Toujours dehors, nous pédalions en toute liberté sur nos vélos a la recherche permanente de lieux isolés, de préférence rocailleux ou buissonneux, situés a la périphérie de notre ville. c’est la que se cachaient toutes sortes de petits animaux. La magnifique «Petite Forêt», classée réserve de chasse, située coté gauche de la route d’Azemmour, a moins de 10 km du centre-ville, était considérée comme un terrain intéressant pour les herpétologistes en culottes courtes que nous étions. Dès que nous arrivions a la lisière formée par d’immenses eucalyptus, près d’un petit tunnel accédant a un puits, nous abandonnions la route goudronnée pour emprunter une piste sablonneuse traversant toute la forêt. Nous aimions surprendre une compagnie de perdreaux affolés courant pour se mettre a l’abri dans les frondaisons de mimosas descendant jusqu au sol. Nous y dissimulions nos«bécanes» et la traque commençait en direction des dunes. Nous avancions silencieusement entre les arbustes, tous nos sens en éveil. Sur un tapis de feuilles mortes, le départ bruyant d’une grosse couleuvre grise Culebra bastarda déclenchait immédiatement une course-poursuite. Proche de son terrier, nous devions la capturer le plus rapidement possible. Le mieux placé des deux la saisissait au plus près de la tête pour parer a une morsure défensive heureusement sans danger. Mise dans un sac, elle se calmait aussitôt. Sous les pierres nous trouvions, outre des scorpions noirs ou couleur jaune miel, des petites couleuvres grises a collier noir, lovées sur elles-mêmes en quasi hibernation, attendant la fraîcheur nocturne pour chasser. Il existait une troisième espèce plus rare, la couleuvre d’Esculape Elaphe longissima, portant une robe sublime, harmonieusement striée de belles couleurs jaune, vert et noir. Elle appréciait surtout l’abri des anfractuosités d’un mur en ruines. Nous savions aussi, de nos yeux écarquillés, repérer les caméléons en embuscade dans le feuillage des jeunes mimosas. Leur parfaite immobilité, ajoutée a leur singulier mimétisme, leur permettait de survivre en attrapant de loin les insectes par la projection de leur longue langue gluante et surtout, de ne pas se faire repérer des rapaces comme les buses ou les crécelles.
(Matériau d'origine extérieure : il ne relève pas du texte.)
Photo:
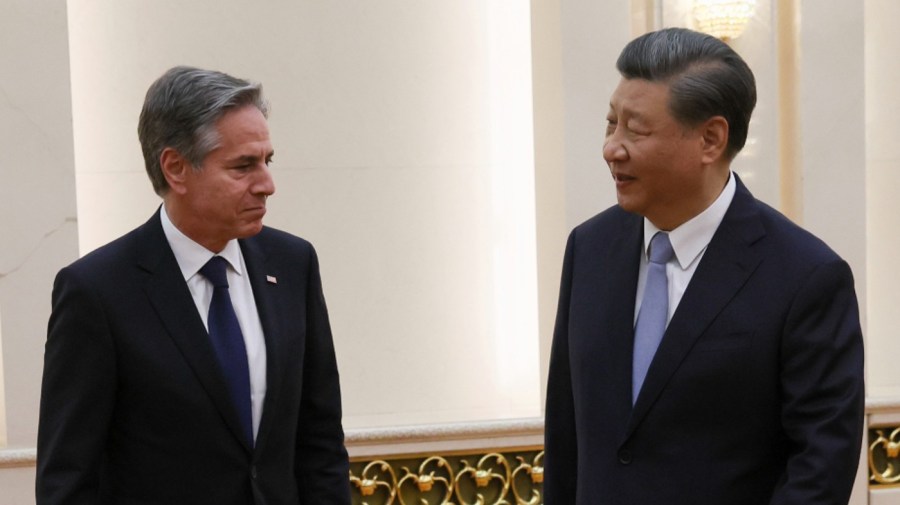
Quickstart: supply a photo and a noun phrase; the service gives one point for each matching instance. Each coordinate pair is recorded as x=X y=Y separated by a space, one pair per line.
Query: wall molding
x=17 y=458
Nous nous régalions a manipuler ces reptiles, lents, propres et totalement dénués d’agressivité. Nous nous amusions du mouvement circulaire et indépendant de leurs yeux, leur offrant une vision exceptionnelle a 360° et aussi du changement rapide de leur couleur selon leur humeur ou le milieu. Parfois nous avions la baraka en découvrant une adorable petite tortue de terre que nous gavions de salade pour adoucir sa captivité. Les lézards étaient particulièrement nombreux, certains difficiles a capturer par leur extrême rapidité a trouver refuge dans les futaies de figuiers de barbarie. De retour chez Yves, rue Rizzo Guido, nous libérions toute notre ménagerie dans une volière fabriquée avec talent par son père, professeur d’ébénisterie dans l’enseignement technique.

Au collège, notre réputation auprès de Monsieur Minas, professeur de sciences naturelles, grandissait du fait de la régularité de nos approvisionnements en bestioles, flore terrestre et marine, ossements divers, fossiles et minéraux.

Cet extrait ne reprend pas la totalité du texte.